The first Tuesday Sammy was supposed to come I made sure I was home, wearing something hot, hair done, looking like I was off to the office just in time to run into him. Not that he hadn't seen me at the gym looking frightening, but this would show him my softer side - the successful pool owner/don't-mind-the-pig/my-what-a-big-hose-you-have side. Imagine my surprise when a short, squat, balding, old guy showed up with the hoses and gear. The pool guy was Sammy's dad, Mo, a fast-talking Lebanese refugee turned self-made pool mogul. And, of course I was looking good and Mo thought it he had struck gold with a lonely, single career woman in need of his special services. He moved in for the kill and no sooner had I said I was out of lemons, than he was in my house looking commenting on the artwork. He was quite smarmy and I quickly told him I had to get to work. He soon began the campaign and started calling me under the guise of talking about my pool. He even invited to his house for dinner! Of course, his tune changed about a year ago when I learned he was married and pointed that out to him one day when he asked me to go somewhere. Not only did that stop the advances, my pool cleaning bill was discounted by $15 a month!
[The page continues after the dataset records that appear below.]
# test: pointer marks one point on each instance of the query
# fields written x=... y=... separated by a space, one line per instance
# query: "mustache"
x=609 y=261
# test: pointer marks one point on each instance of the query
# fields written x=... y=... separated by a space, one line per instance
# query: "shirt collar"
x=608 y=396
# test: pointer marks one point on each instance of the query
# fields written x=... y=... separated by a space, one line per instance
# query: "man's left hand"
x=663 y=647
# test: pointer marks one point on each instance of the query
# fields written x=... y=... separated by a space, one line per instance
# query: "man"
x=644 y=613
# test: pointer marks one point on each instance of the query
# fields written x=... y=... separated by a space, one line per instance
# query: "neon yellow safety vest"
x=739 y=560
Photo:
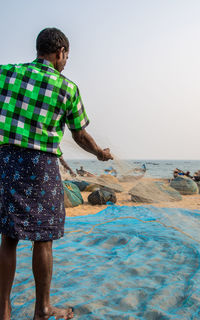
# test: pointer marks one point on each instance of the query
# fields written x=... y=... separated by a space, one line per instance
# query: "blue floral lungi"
x=31 y=194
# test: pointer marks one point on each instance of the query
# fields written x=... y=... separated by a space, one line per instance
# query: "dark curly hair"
x=50 y=40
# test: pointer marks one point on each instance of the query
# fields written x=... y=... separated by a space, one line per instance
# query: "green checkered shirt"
x=36 y=102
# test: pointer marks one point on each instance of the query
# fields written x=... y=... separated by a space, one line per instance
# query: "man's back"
x=36 y=102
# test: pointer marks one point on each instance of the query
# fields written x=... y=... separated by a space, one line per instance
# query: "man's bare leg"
x=42 y=270
x=7 y=273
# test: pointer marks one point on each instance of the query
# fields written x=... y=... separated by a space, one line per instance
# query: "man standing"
x=36 y=101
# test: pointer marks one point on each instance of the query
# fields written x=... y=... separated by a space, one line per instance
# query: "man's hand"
x=86 y=142
x=104 y=155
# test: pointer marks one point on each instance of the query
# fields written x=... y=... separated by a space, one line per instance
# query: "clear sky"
x=137 y=65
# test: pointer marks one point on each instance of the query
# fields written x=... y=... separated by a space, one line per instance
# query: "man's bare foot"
x=54 y=312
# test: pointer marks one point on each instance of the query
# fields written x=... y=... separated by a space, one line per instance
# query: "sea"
x=155 y=168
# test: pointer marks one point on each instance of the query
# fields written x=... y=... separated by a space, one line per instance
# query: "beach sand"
x=191 y=202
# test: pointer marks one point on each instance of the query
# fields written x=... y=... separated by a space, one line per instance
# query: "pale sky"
x=136 y=63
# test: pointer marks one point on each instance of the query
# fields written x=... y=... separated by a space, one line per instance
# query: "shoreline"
x=190 y=202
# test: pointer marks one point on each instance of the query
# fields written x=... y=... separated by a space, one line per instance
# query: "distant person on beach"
x=36 y=103
x=81 y=172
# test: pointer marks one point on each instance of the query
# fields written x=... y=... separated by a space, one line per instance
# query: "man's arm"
x=86 y=142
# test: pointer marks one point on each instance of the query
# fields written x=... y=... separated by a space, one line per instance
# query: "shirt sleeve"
x=76 y=118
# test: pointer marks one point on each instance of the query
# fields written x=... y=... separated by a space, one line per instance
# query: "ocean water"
x=155 y=168
x=123 y=263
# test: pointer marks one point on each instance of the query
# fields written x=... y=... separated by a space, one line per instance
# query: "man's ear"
x=58 y=54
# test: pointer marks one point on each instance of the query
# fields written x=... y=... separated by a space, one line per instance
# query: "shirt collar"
x=44 y=62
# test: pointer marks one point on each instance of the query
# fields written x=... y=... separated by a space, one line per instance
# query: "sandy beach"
x=123 y=199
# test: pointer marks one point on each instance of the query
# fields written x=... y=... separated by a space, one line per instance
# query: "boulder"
x=92 y=187
x=108 y=178
x=102 y=196
x=184 y=185
x=82 y=185
x=153 y=191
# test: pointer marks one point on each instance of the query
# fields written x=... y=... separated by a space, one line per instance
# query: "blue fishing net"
x=122 y=263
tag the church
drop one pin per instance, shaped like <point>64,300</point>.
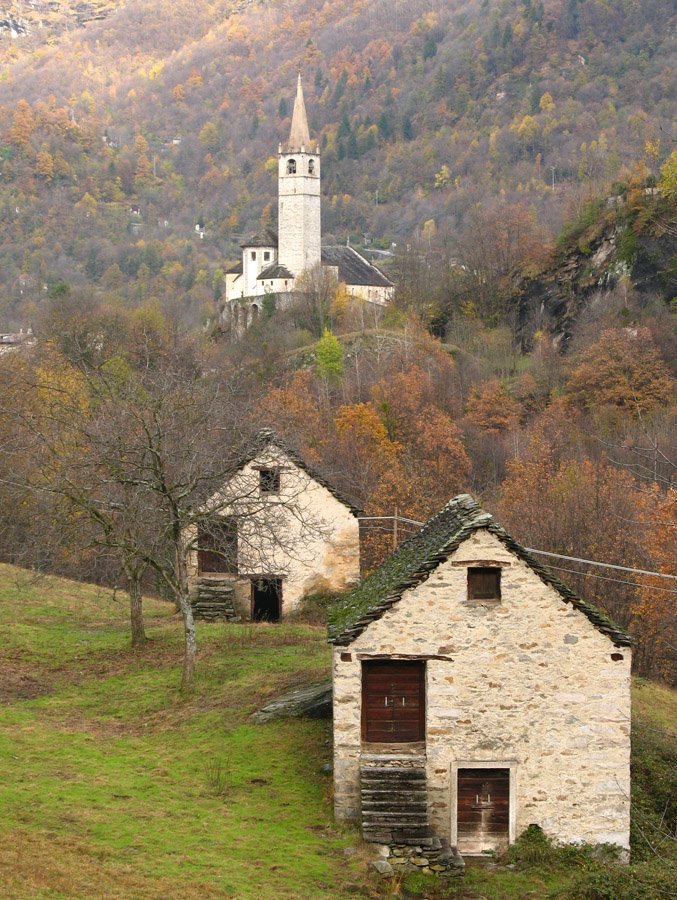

Finally, I thought, there was balance in the world, at least with regard to the pool. Mo came on Tuesdays, sometimes with Sammy, the pool was clean, there was no harassment, and I was getting all this at a discount. So you can imagine my surprise Monday at work when I received a call from Mo. I had just had him install a new whisper-soft, eco-groovy, energy-saving, mega-sucker 3000 pump and assumed there was a problem. Nope, nothing wrong with the pool. Mo had called to inform me that he and his wife were finally divorced. Nothing else. Just that he is now divorced. What this has to do with my pool is beyond me so I guess I have to go back to my Tuesday mornings in hiding days. Or just fire the pool man and get some minnows.